The Original Experiment
Back in the 1970s, psychologist Philip Zimbardo launched what would become one of the most infamous studies in history: the Stanford Prison Experiment. Ordinary men were divided into two groups—guards and prisoners—and placed in a simulated prison environment. What was supposed to last two weeks collapsed after only six days. The guards, once average citizens, turned into abusers. They humiliated the prisoners, barked orders, stripped them of dignity, and invented punishments. The prisoners, in turn, broke down emotionally—some crying, others experiencing full-blown psychological distress. Though it was only an experiment, roles consumed reality. And the lesson was undeniable: power without accountability doesn’t just corrupt—it transforms.
From Prison to Workplace
It’s tempting to treat this as a relic of the 1970s. But the truth is, the experiment never ended—it just changed uniforms. The khakis and mirrored sunglasses of the guards were traded in for button-up shirts, lanyards, and corporate smiles. Today, the “prison” is the workplace, and the “guards” are managers, supervisors, and bosses. In America, most of those managers are white—not by accident, but by design. This structure is not random; it reflects a system rooted in white supremacy, where whiteness is conditioned to equal authority.
Entitlement to Authority
From birth, many white Americans are conditioned to see themselves as the natural leaders. They are told, consciously or unconsciously, that they are the decision makers, the visionaries, the default standard of competence. By the time they step into management, the culture has already prepared them to feel entitled to power. Give them an office, a title, and the ability to hire or fire—and the same psychological shift we saw in the Stanford study emerges. Control becomes intoxicating, and their authority feels validated as long as others are beneath them.
Modern Tools of Control
Unlike the guards of the experiment, today’s managers rarely need physical force.
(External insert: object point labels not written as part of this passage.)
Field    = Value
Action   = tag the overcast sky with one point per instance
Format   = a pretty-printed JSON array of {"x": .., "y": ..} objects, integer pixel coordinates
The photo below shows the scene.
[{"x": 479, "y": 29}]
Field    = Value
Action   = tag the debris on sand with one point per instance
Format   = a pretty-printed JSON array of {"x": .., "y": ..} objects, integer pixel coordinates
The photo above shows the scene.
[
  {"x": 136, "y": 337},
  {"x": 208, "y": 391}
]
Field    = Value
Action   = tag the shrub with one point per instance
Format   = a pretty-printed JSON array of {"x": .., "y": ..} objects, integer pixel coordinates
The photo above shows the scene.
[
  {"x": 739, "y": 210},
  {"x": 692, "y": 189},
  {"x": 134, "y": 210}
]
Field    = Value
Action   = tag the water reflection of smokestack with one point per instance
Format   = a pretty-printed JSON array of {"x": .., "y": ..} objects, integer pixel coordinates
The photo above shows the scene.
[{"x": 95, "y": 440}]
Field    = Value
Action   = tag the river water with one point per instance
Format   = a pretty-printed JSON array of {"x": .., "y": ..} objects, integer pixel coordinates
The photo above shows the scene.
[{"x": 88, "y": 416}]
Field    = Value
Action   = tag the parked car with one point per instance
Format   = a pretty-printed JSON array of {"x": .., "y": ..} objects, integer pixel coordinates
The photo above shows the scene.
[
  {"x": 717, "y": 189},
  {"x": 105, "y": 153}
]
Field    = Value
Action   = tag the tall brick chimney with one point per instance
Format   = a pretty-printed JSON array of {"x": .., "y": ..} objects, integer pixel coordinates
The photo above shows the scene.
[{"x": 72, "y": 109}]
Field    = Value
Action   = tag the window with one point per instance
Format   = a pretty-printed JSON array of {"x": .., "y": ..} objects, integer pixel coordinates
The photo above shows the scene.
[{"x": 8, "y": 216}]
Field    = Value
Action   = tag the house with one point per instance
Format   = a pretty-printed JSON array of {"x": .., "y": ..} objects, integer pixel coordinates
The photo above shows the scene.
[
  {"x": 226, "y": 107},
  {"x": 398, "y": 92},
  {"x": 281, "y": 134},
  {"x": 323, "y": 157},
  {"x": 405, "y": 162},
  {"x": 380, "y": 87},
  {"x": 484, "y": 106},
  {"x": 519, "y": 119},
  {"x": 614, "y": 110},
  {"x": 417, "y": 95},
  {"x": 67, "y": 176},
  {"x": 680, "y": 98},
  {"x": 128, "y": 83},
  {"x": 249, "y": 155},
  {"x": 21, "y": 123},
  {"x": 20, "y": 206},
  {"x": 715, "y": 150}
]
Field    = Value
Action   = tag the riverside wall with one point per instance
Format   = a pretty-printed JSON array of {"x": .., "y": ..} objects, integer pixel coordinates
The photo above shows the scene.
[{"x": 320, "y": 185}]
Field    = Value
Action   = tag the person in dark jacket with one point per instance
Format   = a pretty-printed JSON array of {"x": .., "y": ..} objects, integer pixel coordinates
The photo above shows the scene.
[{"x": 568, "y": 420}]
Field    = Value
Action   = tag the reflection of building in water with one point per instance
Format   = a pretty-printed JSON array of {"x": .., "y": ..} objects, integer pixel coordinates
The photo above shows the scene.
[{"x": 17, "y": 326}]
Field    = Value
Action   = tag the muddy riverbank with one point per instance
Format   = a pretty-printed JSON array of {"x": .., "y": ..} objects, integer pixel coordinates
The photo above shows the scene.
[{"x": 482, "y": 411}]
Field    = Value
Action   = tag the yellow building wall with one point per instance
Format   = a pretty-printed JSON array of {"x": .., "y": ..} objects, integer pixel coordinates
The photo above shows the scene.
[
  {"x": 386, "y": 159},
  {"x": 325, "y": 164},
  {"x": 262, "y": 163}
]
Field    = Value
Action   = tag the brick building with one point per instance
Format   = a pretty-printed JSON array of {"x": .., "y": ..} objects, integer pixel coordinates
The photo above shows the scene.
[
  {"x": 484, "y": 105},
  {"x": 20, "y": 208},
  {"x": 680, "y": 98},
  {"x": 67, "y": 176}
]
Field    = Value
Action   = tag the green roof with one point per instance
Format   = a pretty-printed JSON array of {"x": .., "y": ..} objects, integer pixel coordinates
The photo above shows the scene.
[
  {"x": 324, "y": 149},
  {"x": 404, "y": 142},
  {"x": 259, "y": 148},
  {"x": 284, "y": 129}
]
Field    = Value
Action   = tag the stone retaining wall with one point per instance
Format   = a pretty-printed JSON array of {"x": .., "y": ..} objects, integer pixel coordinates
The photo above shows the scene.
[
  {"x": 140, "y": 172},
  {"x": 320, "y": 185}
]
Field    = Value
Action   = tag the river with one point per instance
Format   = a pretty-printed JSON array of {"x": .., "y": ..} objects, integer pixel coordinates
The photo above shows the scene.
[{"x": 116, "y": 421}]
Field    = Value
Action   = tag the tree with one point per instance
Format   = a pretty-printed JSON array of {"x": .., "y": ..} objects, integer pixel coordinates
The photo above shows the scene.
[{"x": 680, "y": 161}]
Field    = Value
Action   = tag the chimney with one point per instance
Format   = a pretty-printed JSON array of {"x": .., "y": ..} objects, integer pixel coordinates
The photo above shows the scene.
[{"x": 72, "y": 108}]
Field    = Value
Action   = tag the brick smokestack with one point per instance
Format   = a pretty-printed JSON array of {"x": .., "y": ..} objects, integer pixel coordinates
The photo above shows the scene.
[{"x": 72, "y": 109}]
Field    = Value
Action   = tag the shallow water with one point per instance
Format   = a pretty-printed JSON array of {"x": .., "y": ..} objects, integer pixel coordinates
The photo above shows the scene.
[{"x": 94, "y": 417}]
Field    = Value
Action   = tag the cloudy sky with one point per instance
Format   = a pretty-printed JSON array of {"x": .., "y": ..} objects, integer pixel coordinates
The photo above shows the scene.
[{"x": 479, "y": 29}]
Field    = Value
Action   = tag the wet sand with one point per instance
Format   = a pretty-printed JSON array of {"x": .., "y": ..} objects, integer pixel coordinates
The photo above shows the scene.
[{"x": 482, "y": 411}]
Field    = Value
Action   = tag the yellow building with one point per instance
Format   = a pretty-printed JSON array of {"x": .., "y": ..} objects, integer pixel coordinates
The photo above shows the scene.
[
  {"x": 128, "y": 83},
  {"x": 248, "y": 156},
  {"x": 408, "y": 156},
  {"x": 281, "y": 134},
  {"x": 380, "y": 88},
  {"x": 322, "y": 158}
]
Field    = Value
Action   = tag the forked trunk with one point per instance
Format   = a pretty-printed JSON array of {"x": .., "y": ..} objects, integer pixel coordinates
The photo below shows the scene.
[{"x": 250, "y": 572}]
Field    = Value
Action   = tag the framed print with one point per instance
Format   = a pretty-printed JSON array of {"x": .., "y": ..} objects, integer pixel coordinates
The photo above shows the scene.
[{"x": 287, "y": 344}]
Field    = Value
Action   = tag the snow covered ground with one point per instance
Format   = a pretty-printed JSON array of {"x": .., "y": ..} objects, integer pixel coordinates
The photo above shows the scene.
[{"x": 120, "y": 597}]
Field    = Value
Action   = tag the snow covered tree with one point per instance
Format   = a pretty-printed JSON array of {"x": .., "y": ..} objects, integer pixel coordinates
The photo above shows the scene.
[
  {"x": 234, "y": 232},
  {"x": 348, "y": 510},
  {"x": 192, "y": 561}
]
Their weapons are psychological: write-ups, “coaching sessions,” subtle schedule changes that interfere with childcare, impossible deadlines, and public shaming in meetings. These tactics may appear professional on the surface, but they are mechanisms of domination. Employees are worn down not by chains but by constant surveillance, humiliation, and the fear of losing their livelihood. It’s psychological warfare dressed as performance management.
The Poisoned Tree
It’s true— not all managers are abusive. But focusing on individuals misses the point. The problem lies in the structure itself. The corporate system, like the prison experiment, rewards domination. It rewards those who control rather than those who uplift. The rush that comes from exercising authority is addictive, and many managers—especially white ones socialized into entitlement—lean into that rush. The structure is poisoned, and good apples cannot undo the soil they grew from.
Expert Analysis
Sociologists and organizational psychologists have long warned that hierarchical power without accountability leads to abuse. The Stanford Prison Experiment is frequently cited as evidence of this dynamic: ordinary people, when placed in roles of unchecked authority, adopt behaviors of cruelty and domination. Corporate America replicates this model, but under the guise of professionalism. When racial hierarchy overlays corporate hierarchy, the effect is magnified. White managers often receive unearned credibility, while employees of color are scrutinized, silenced, or pushed out. The experiment continues, not in a basement at Stanford, but in offices across the country.
Summary
The Stanford Prison Experiment revealed how quickly ordinary people become oppressors when given power. Today, that experiment lives on in corporate America. Managers—disproportionately white—exercise authority through psychological control, manipulating schedules, workloads, and reputations. The system itself is designed to reward abuse, not accountability, and the racial hierarchy ensures that whiteness often equals leadership.
Conclusion
The Stanford Prison Experiment ended in six days because it became too dangerous to continue. Yet in America, the larger version never stopped. It thrives in offices, boardrooms, and bureaucracies, shaping how people work and live. The tragedy is that there is no professor stepping in to shut it down, no debrief at the end of the trial. The experiment simply continues, generation after generation. And until the structure itself is confronted, the guards will keep their power, and the prisoners will keep paying the price.